I wonder if this is the thing that sorts the car out when you wash the MAF too, its actually the unplugging and replugging of th3e MAF that sorts it out. I'm also reminded of how well the car goes after I changed the air filter and how I had to unplug the MAF to get to the filter.. Hmmm...
So what do you think chaps? Am I on to something here?
If you think I am or if you'd like to join in an experiment, I'd like you to go for a drive, stop, switch off, unplug the MAF, push-pull the plug on and off a few times, go for another drive see if its better, then reset the ECU (fuses out for 5 mins) go for another blast and post your results here.
Lets see if anyone else has a funny MAF connector
I stop and restart a couple of times but its still the same, all whoosh and no go.
So I pop the bonnet and resisting the temptation to reset the ecu again I just pull the MAF connector off look at it plug it back in, get back in the car, restart and its going fine again, I'm pretty sure if I now reset the ECU it will be back on form but what is exactly happening in this scenario???
The connector is clean (done with Caig De-Oxit) There is no visible corrosion.

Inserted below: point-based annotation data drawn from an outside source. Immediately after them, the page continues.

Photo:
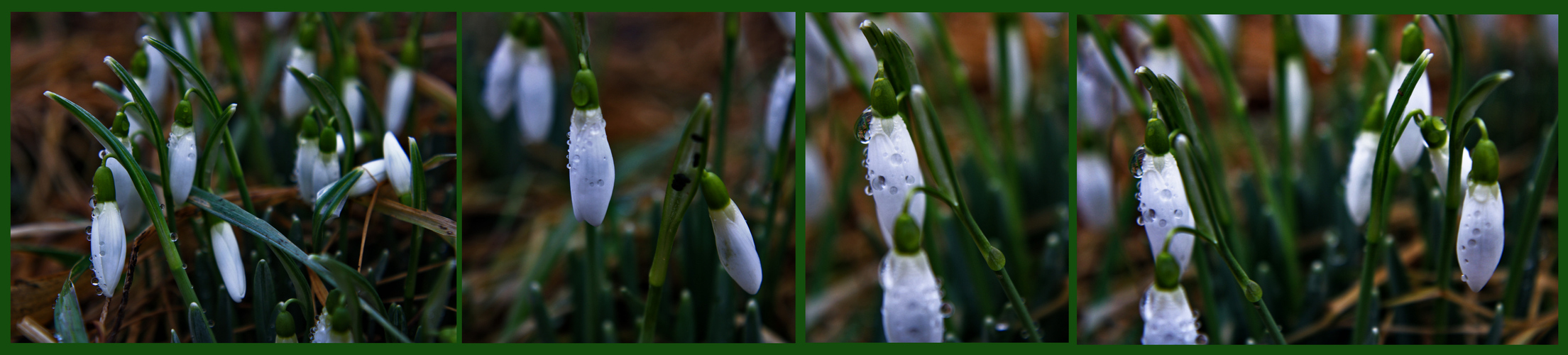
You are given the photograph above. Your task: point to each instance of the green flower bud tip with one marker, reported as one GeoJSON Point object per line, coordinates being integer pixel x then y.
{"type": "Point", "coordinates": [906, 234]}
{"type": "Point", "coordinates": [104, 186]}
{"type": "Point", "coordinates": [714, 192]}
{"type": "Point", "coordinates": [1156, 137]}
{"type": "Point", "coordinates": [586, 89]}
{"type": "Point", "coordinates": [182, 114]}
{"type": "Point", "coordinates": [1434, 131]}
{"type": "Point", "coordinates": [1167, 274]}
{"type": "Point", "coordinates": [1486, 159]}
{"type": "Point", "coordinates": [284, 324]}
{"type": "Point", "coordinates": [309, 128]}
{"type": "Point", "coordinates": [121, 124]}
{"type": "Point", "coordinates": [138, 65]}
{"type": "Point", "coordinates": [1412, 43]}
{"type": "Point", "coordinates": [328, 141]}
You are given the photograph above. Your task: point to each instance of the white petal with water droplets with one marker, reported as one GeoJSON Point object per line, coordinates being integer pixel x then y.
{"type": "Point", "coordinates": [893, 170]}
{"type": "Point", "coordinates": [1481, 233]}
{"type": "Point", "coordinates": [1408, 148]}
{"type": "Point", "coordinates": [226, 250]}
{"type": "Point", "coordinates": [499, 75]}
{"type": "Point", "coordinates": [911, 300]}
{"type": "Point", "coordinates": [1167, 318]}
{"type": "Point", "coordinates": [736, 248]}
{"type": "Point", "coordinates": [590, 165]}
{"type": "Point", "coordinates": [1359, 180]}
{"type": "Point", "coordinates": [535, 94]}
{"type": "Point", "coordinates": [182, 160]}
{"type": "Point", "coordinates": [400, 93]}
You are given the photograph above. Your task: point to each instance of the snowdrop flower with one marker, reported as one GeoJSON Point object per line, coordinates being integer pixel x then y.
{"type": "Point", "coordinates": [131, 206]}
{"type": "Point", "coordinates": [182, 151]}
{"type": "Point", "coordinates": [590, 165]}
{"type": "Point", "coordinates": [1162, 195]}
{"type": "Point", "coordinates": [891, 164]}
{"type": "Point", "coordinates": [107, 234]}
{"type": "Point", "coordinates": [1167, 318]}
{"type": "Point", "coordinates": [1321, 35]}
{"type": "Point", "coordinates": [302, 57]}
{"type": "Point", "coordinates": [779, 102]}
{"type": "Point", "coordinates": [731, 234]}
{"type": "Point", "coordinates": [535, 87]}
{"type": "Point", "coordinates": [226, 250]}
{"type": "Point", "coordinates": [1481, 219]}
{"type": "Point", "coordinates": [1437, 138]}
{"type": "Point", "coordinates": [305, 158]}
{"type": "Point", "coordinates": [1016, 65]}
{"type": "Point", "coordinates": [1408, 148]}
{"type": "Point", "coordinates": [400, 89]}
{"type": "Point", "coordinates": [911, 300]}
{"type": "Point", "coordinates": [284, 327]}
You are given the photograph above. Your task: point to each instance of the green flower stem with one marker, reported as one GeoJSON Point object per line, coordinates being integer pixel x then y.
{"type": "Point", "coordinates": [1525, 231]}
{"type": "Point", "coordinates": [844, 58]}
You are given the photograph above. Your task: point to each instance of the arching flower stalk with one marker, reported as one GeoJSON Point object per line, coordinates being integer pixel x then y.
{"type": "Point", "coordinates": [302, 57]}
{"type": "Point", "coordinates": [107, 234]}
{"type": "Point", "coordinates": [535, 85]}
{"type": "Point", "coordinates": [1408, 148]}
{"type": "Point", "coordinates": [182, 151]}
{"type": "Point", "coordinates": [733, 236]}
{"type": "Point", "coordinates": [226, 250]}
{"type": "Point", "coordinates": [306, 154]}
{"type": "Point", "coordinates": [891, 164]}
{"type": "Point", "coordinates": [911, 299]}
{"type": "Point", "coordinates": [1162, 195]}
{"type": "Point", "coordinates": [1481, 220]}
{"type": "Point", "coordinates": [590, 165]}
{"type": "Point", "coordinates": [1167, 316]}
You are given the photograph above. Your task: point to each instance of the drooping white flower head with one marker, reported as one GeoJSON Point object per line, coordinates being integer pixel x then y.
{"type": "Point", "coordinates": [1321, 36]}
{"type": "Point", "coordinates": [911, 300]}
{"type": "Point", "coordinates": [588, 162]}
{"type": "Point", "coordinates": [226, 250]}
{"type": "Point", "coordinates": [1481, 236]}
{"type": "Point", "coordinates": [400, 97]}
{"type": "Point", "coordinates": [182, 151]}
{"type": "Point", "coordinates": [399, 168]}
{"type": "Point", "coordinates": [1095, 189]}
{"type": "Point", "coordinates": [1299, 97]}
{"type": "Point", "coordinates": [107, 236]}
{"type": "Point", "coordinates": [1162, 195]}
{"type": "Point", "coordinates": [733, 236]}
{"type": "Point", "coordinates": [1359, 180]}
{"type": "Point", "coordinates": [1167, 318]}
{"type": "Point", "coordinates": [779, 102]}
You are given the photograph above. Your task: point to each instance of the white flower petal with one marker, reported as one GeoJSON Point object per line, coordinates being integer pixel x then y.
{"type": "Point", "coordinates": [1408, 148]}
{"type": "Point", "coordinates": [294, 97]}
{"type": "Point", "coordinates": [400, 93]}
{"type": "Point", "coordinates": [500, 75]}
{"type": "Point", "coordinates": [891, 170]}
{"type": "Point", "coordinates": [736, 248]}
{"type": "Point", "coordinates": [1359, 182]}
{"type": "Point", "coordinates": [535, 94]}
{"type": "Point", "coordinates": [779, 99]}
{"type": "Point", "coordinates": [1167, 318]}
{"type": "Point", "coordinates": [182, 160]}
{"type": "Point", "coordinates": [226, 250]}
{"type": "Point", "coordinates": [1481, 233]}
{"type": "Point", "coordinates": [590, 165]}
{"type": "Point", "coordinates": [399, 168]}
{"type": "Point", "coordinates": [911, 300]}
{"type": "Point", "coordinates": [109, 246]}
{"type": "Point", "coordinates": [1321, 36]}
{"type": "Point", "coordinates": [1162, 206]}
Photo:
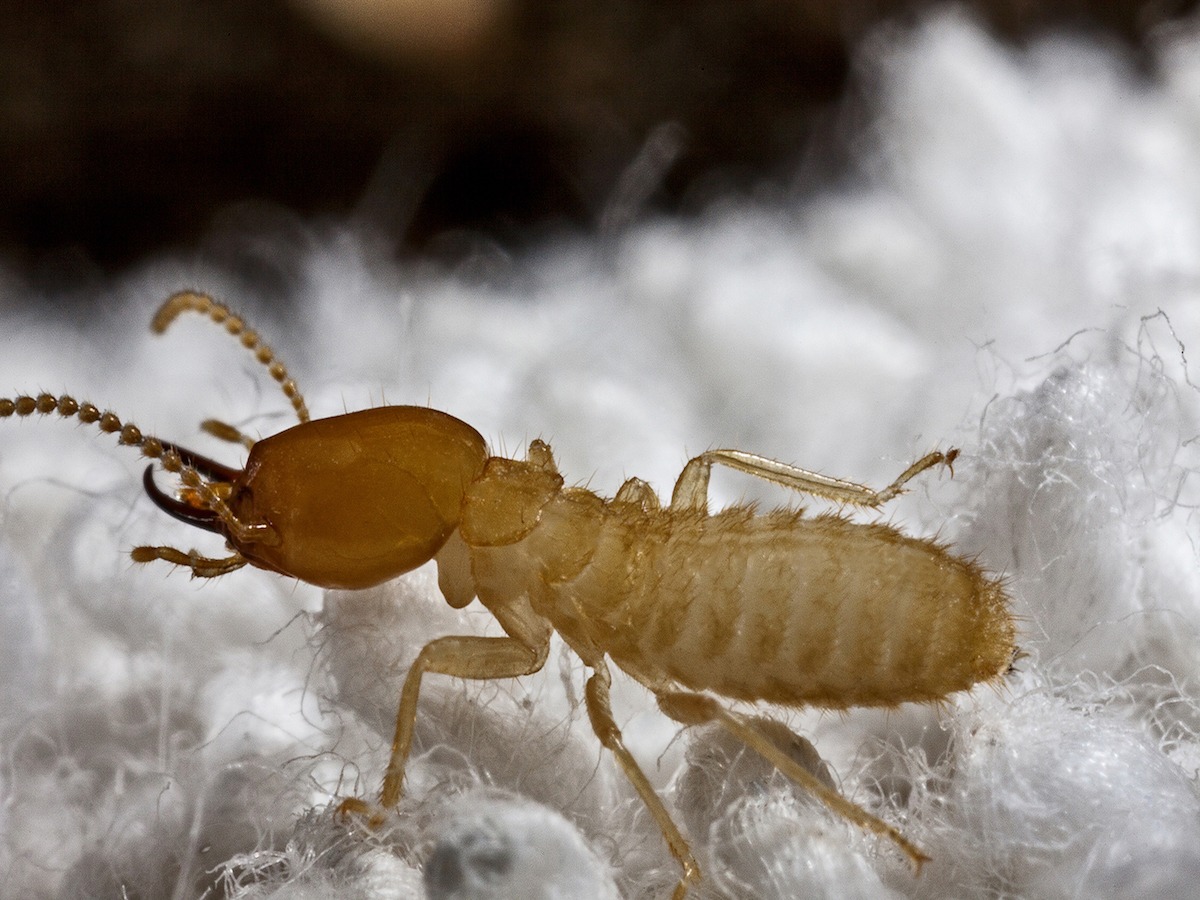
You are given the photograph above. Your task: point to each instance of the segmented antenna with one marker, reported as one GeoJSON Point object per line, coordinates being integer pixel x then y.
{"type": "Point", "coordinates": [129, 435]}
{"type": "Point", "coordinates": [220, 313]}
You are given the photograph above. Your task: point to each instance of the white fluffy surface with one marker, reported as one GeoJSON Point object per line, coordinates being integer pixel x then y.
{"type": "Point", "coordinates": [1018, 275]}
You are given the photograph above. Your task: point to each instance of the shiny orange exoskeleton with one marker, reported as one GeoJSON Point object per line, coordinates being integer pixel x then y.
{"type": "Point", "coordinates": [778, 607]}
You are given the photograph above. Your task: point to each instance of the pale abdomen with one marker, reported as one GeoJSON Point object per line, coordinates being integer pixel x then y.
{"type": "Point", "coordinates": [787, 610]}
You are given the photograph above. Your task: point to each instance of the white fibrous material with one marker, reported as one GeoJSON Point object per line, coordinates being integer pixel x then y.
{"type": "Point", "coordinates": [1014, 274]}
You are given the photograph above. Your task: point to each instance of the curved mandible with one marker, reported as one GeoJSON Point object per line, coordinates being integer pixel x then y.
{"type": "Point", "coordinates": [220, 313]}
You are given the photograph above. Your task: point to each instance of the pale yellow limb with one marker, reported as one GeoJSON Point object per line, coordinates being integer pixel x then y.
{"type": "Point", "coordinates": [699, 708]}
{"type": "Point", "coordinates": [462, 657]}
{"type": "Point", "coordinates": [605, 726]}
{"type": "Point", "coordinates": [201, 567]}
{"type": "Point", "coordinates": [640, 493]}
{"type": "Point", "coordinates": [691, 489]}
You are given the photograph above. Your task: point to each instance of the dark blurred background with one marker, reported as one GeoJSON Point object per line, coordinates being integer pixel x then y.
{"type": "Point", "coordinates": [129, 127]}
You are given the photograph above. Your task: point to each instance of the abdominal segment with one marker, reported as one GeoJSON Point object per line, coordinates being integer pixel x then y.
{"type": "Point", "coordinates": [804, 611]}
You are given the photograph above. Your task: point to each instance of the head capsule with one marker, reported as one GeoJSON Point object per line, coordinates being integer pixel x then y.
{"type": "Point", "coordinates": [346, 502]}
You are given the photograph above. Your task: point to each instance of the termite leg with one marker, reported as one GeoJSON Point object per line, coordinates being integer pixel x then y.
{"type": "Point", "coordinates": [605, 726]}
{"type": "Point", "coordinates": [640, 493]}
{"type": "Point", "coordinates": [691, 489]}
{"type": "Point", "coordinates": [460, 657]}
{"type": "Point", "coordinates": [201, 567]}
{"type": "Point", "coordinates": [225, 431]}
{"type": "Point", "coordinates": [697, 709]}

All I can think is that somehow there's enough corrosion build up or galvanic action from the current passing through the MAF element or from the cleaning current at start up to cause a shift in the overall resistance of the MAF which gradually changes metering of the air mass and therefore the fuel mix. The Lamda helps the ECU to adapt to this for a while but eventually it gets too far adrift and goes off the edge of the mapping, the mixture goes completely wrong the turbo still blows but the car makes no power, it feels like it has a boost leak. Disturbing the connector is enough to remove the oxide or at least break through the film and normal operation is resumed untill it happens again a few weeks (or days) later.
My next course of action will be to replace the MAF connector and crimp on new pins, I'm hoping the new plug comes with better pins (they're actually sockets, the pins are in the MAF) The old ones don't put much pressure on the pin so I'm thinking its pretty easy to get a bad connection. If not I'll find some proper AMP crimps that fit. I have 1/4 and 3/16 ones already.
I wonder if this is the thing that sorts the car out when you wash the MAF too, its actually the unplugging and replugging of th3e MAF that sorts it out. I'm also reminded of how well the car goes after I changed the air filter and how I had to unplug the MAF to get to the filter.. Hmmm...
So what do you think chaps? Am I on to something here?
If you think I am or if you'd like to join in an experiment, I'd like you to go for a drive, stop, switch off, unplug the MAF, push-pull the plug on and off a few times, go for another drive see if its better, then reset the ECU (fuses out for 5 mins) go for another blast and post your results here.